Assombrado

Meus pés pisavam cautelosos na grama enlameada pela chuva recente. A casa grande e carecida de reforma impunha-se adiante. Respirei fundo, segurando por instinto a cruz em meu peito.
– Isso aí não vai adiantar – disse a voz, referindo-se ao meu toque à cruz, sempre cheia de diversão e sarcasmo, que eu me acostumara a ouvir incessantemente a uma dúzia de dias. Olhei para o lado e Samanta sorria, seus dentes perolados cintilando com a luz pálida do anoitecer. – Os fantasmas não vão se afastar de você, principalmente quando você os procura.
– Eu não procuro todos – enfatizei. – Por que veio comigo, Samanta? Será que eu dizer que prefiro fazer as coisas sozinho não basta?
O sorriso dela só cresceu.
– Você não vai se livrar de mim tão fácil, Vítor.
Tentando ignorar minha nova sombra tagarela, caminhei olhando para frente.
– Francamente, Vítor, você podia fazer tantas coisas… mas está sempre ligado nisso de caçar fantasmas. Viva a vida, aproveite enquanto pode!
– Shhh – silenciei-a ao chegarmos na porta.
– Os moradores estão?
Balancei a cabeça em negativa e me pus a arrombar, manejando um grampo. Embora não houvesse vizinhança próxima, queria silêncio, porém Samanta não estava facilitando.
– O que vai fazer quando entrarmos?
Fitei seu rosto bonito, os olhos azuis carregados de mil emoções diferentes, a boca rosa entreaberta de expectativa… como proibi-la de me seguir? Não havia mais nada no mundo que importasse a Samanta. Tudo o que ela queria era atenção e paciência, e fui eu quem escolheu para lhe dar isso.
– Só me siga, tá legal? E tente não falar. Desafiador, não? – Sorri de lado, e ela fingiu ultraje.
A porta se fechou sozinha depois de passarmos para dentro, uma ventania inesperada forçando as dobradiças das janelas. Caminhei pelo interior da vasta sala escura com o máximo cuidado. Sons indistinguíveis vinham do andar de cima, e toc-tocs soavam repetidamente sobre o piso superior.
Engolindo em seco, comecei a subir as escadas, degrau por degrau, fazendo o mínimo de barulho. Não tinha um plano ótimo para quando estivesse de frente com os espíritos perturbadores. Apertei a cruz de novo, consciente de que Samanta tinha razão sobre ela, mas incapaz de conter o gesto que sempre me acalmava.
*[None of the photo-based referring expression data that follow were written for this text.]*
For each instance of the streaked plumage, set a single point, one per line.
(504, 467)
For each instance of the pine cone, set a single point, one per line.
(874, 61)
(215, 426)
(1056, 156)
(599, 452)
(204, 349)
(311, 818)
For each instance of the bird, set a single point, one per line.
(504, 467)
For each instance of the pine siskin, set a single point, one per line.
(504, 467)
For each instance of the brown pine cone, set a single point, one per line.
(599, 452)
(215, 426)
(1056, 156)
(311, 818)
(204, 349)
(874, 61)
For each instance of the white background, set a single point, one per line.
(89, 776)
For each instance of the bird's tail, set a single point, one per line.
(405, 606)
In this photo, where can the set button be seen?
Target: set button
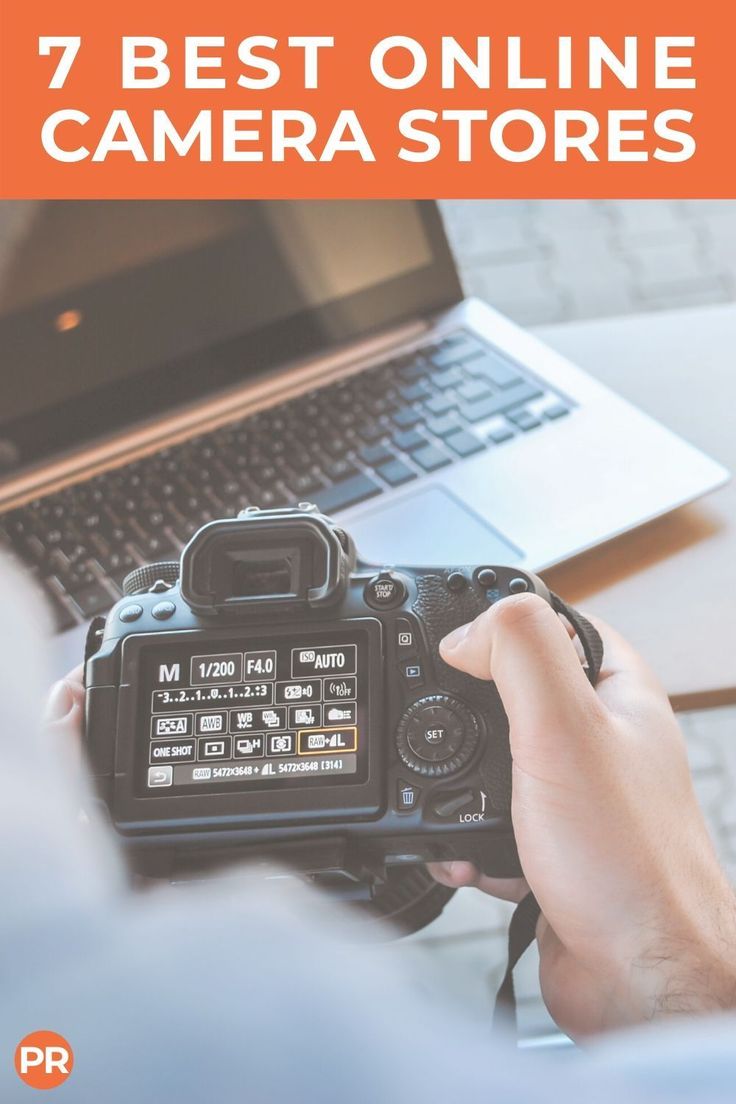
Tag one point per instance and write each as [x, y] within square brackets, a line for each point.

O vento uivou, invadindo a casa pela janela a oeste, que se abriu num rompante, fazendo-nos pular de susto. Adrenalina jorrando, subi mais um degrau, mas Samanta foi mais rápida e subiu dois, postando-se de frente a mim – um degrau de diferença deixando nossos olhos na mesma altura.
– Vítor, talvez seja má ideia. Voltamos outro dia, com reforços. Você sabe que pode ser perigoso.
Quase sorri.
– Primeiro: não existe nós nessa missão. Segundo: não tenho medo de fantasmas.
Seu belo sorriso voltou ao ouvir a segunda frase. – É claro que sei disso – falou.
Ela chegou mais perto de mim, intensa, seu rosto tão lindo… Por um momento me vi pensando: E se tudo fosse diferente? Mas ela não entende que é….
– Acabarei com isso esta noite, sozinho – avisei, voltando à seriedade. Apesar de sempre aguentar – não sem reclamar – sua companhia bela, divertida e incômoda, hoje não era adequado.
– Não importa o quanto tente – havia ali um sorriso… mas, incomumente, ele era triste –, você sempre vai ser assombrado, Vítor.
Eu teria tido um calafrio ao ouvir essas palavras se não soubesse o que significavam. Porém, ainda assim, senti um aperto – que não era de medo.
Ela desceu as escadas, o vento anormal fazendo seus cabelos ruivos voarem. Virou-se uma vez para me olhar, deu seu habitual sorriso cheio de significado, e, diante de meus olhos, desvaneceu-se no ar.